At risk activities like horseback riding or contact sport, more likely,
may have to be precluded in the over 6mm spine. Don’t overlook the empirical
midcervical spine degeneration and hypertrophic spine in the fourth decade
trisomy-21 patient. A
reciprocal instability may develop later in life if the lower neck,
which contributes 50%
motion is reduced and is compensated for by the insidious C1-C2 laxity.
Scoliosis, that’s another few pages. Suffice it to say that neuromuscular
disorders notoriously deteriorate despite contoured chairs and TLSO bracers.
Yet, the deformity not operatively corrected will stiffen and deform sufficiently
to preclude any combined major anterior and posterior spinal release and
bone grafting with internal fixation. Consider the osteoporotic whose bone
is too soft for any fixation. Or the osteomalacic from long term dilantin
use, here “skillful deviation”(from practice standards) is a must to prevent
perioperative pulmonary or even neurologically compromising complications.

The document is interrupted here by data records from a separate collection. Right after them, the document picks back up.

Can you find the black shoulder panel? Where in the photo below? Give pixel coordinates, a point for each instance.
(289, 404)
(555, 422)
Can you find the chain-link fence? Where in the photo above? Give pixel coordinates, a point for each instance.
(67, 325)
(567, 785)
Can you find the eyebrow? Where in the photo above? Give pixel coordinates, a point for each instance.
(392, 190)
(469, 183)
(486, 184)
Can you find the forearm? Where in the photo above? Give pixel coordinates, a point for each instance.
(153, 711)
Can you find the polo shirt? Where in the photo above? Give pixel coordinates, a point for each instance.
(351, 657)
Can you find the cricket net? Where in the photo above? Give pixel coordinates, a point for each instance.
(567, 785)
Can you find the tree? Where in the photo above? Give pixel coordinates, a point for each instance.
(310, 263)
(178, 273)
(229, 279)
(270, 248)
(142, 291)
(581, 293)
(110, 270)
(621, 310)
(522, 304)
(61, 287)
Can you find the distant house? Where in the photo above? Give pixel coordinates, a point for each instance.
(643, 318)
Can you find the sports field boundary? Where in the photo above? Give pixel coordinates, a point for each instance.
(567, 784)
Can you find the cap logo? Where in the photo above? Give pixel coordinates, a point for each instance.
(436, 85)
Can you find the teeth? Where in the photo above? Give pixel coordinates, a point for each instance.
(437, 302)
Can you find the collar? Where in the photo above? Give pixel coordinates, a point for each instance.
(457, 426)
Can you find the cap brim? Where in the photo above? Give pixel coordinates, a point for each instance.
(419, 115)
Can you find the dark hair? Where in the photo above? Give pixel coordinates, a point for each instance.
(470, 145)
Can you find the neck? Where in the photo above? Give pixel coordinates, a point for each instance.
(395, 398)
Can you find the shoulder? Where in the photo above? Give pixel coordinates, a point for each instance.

Well I have winded you enough to hopefully induce another dialogue on
the “skillful modification/ deviation” necessarily individualized approach
towards only a few of the myriad of extraordinary and routine symptoms
confronted in this population. This developmentally challenged patient
AND challenging treatment rationale development must be continually
reexamined for the pitfalls of common treatment modalities successful in
other populations. The increase in interactive complications of treatment
as the co-factors of other disorders, age, idiosyncrasies converge to make
well-intentioned yet untailored plans reek havoc. It should be “de rigeur”
to act as physicians at the bedside, hand to chin, eyebrows furrowed and
stance askew while we contemplate not the recent journal article or the
potential for one to be published but the manner of approach for that “Forty
year old developmentally challenged patient with chromosomal deletion syndrome,
joint laxity, minimally ambulatory, diabetic with spastic hemiparesis,
on depakote with an intraarticular
ankle fracture and swollen hot knee.”
Now that is the reason we entered this profession!